Research output: Contribution to journalReview articlepeer-review

Abstract

Ferroptosis, an iron-dependent form of regulated cell death characterized by overwhelming accumulation of lipid peroxidation, has emerged as a prominent area of interest in cancer research. Its underlying mechanisms are complex, and the high heterogeneity of hematologic malignancies adds additional challenges. Unlike solid cancers, hematologic malignancies lack fixed tissue architecture and exist within the dynamic bone marrow microenvironment, where iron metabolism, redox balance, and lipid remodeling are uniquely regulated. These differences create distinct metabolic vulnerabilities—particularly in iron and polyunsaturated fatty acid metabolism—that may render hematologic cancer cells more sensitive to ferroptotic stress. Given these unique features, a systematic understanding of ferroptosis in hematologic malignancies is critical for both elucidating disease mechanisms and exploring novel therapeutic strategies. This review summarizes the current understanding of ferroptosis in the pathogenesis and therapeutic resistance of hematologic malignancies, highlighting its mechanistic diversity across leukemia, lymphoma, and multiple myeloma.

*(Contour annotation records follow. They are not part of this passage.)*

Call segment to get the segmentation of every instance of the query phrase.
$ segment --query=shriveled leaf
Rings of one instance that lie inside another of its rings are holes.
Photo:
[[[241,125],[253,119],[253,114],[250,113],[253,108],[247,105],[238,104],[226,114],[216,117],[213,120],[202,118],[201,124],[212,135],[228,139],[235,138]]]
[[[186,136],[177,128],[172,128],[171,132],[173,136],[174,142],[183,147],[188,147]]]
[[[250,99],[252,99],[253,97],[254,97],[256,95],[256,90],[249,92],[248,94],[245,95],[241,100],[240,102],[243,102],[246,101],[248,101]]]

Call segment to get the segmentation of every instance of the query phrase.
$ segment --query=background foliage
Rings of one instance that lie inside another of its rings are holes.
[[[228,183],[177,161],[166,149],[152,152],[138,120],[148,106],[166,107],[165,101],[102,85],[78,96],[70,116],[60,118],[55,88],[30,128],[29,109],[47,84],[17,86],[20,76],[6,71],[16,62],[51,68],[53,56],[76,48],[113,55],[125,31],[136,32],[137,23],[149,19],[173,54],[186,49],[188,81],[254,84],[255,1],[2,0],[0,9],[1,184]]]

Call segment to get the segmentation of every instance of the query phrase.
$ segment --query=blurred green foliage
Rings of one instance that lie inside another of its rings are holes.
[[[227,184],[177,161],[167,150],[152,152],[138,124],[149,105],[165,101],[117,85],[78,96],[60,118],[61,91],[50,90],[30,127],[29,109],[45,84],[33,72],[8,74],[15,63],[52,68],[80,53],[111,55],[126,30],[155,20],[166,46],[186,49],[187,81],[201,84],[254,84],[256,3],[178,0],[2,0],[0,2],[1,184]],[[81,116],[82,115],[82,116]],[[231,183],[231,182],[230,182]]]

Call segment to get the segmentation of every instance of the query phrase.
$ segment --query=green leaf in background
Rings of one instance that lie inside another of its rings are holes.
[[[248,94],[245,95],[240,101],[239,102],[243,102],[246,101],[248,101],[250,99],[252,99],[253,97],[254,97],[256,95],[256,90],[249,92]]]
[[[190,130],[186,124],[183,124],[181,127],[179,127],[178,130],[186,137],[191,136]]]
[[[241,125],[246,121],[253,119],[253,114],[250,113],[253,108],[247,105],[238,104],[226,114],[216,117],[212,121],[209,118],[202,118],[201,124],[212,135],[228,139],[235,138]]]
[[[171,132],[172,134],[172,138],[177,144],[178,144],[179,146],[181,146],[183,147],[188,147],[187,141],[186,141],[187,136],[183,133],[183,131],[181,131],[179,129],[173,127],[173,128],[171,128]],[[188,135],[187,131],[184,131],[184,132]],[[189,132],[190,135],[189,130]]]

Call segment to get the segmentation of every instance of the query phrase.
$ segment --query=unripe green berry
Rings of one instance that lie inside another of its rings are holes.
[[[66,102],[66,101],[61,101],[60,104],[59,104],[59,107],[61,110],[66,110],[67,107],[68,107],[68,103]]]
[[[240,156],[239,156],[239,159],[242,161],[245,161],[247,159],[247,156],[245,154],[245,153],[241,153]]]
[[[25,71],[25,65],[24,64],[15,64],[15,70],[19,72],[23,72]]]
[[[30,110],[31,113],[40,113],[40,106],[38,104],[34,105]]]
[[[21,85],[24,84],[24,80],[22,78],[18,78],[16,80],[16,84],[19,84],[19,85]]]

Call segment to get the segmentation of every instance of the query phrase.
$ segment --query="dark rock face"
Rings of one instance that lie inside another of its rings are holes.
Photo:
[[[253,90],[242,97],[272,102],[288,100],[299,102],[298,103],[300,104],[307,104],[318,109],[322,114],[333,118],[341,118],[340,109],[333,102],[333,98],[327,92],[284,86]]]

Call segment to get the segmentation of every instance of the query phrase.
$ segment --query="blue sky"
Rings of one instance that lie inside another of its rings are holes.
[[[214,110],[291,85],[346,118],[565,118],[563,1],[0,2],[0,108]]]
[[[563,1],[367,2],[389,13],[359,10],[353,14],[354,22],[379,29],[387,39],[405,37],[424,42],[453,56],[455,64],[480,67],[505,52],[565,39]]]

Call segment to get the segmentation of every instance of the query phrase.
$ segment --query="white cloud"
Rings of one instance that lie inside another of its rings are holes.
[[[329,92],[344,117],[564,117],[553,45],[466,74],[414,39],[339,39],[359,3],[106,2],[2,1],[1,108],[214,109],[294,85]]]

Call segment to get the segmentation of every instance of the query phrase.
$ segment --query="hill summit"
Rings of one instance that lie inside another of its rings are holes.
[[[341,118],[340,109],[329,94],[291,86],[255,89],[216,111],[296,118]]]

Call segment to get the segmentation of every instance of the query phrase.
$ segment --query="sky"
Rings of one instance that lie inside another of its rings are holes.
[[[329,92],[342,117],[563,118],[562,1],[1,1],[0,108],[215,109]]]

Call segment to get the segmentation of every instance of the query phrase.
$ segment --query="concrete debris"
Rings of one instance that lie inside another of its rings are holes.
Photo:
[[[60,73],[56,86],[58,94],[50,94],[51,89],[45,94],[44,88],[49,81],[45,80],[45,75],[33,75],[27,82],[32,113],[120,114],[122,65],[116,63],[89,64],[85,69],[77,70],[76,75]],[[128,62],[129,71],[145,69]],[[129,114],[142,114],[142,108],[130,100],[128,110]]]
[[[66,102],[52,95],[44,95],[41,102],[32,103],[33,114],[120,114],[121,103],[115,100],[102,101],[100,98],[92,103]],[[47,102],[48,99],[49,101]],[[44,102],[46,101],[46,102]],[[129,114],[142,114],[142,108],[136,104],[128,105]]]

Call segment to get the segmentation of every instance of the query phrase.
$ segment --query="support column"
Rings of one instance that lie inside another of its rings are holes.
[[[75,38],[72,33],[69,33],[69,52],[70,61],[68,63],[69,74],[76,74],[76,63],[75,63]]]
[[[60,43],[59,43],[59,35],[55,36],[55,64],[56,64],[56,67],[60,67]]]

We also discuss emerging therapeutic strategies that exploit ferroptosis and outline key challenges and future directions for translating ferroptosis-based interventions into clinical practice.

Original languageEnglish
Article number10
JournalCellular Oncology
Volume49
Issue number1
DOIs
StatePublished - Feb 2026
Externally publishedYes

UN SDGs

This output contributes to the following UN Sustainable Development Goals (SDGs)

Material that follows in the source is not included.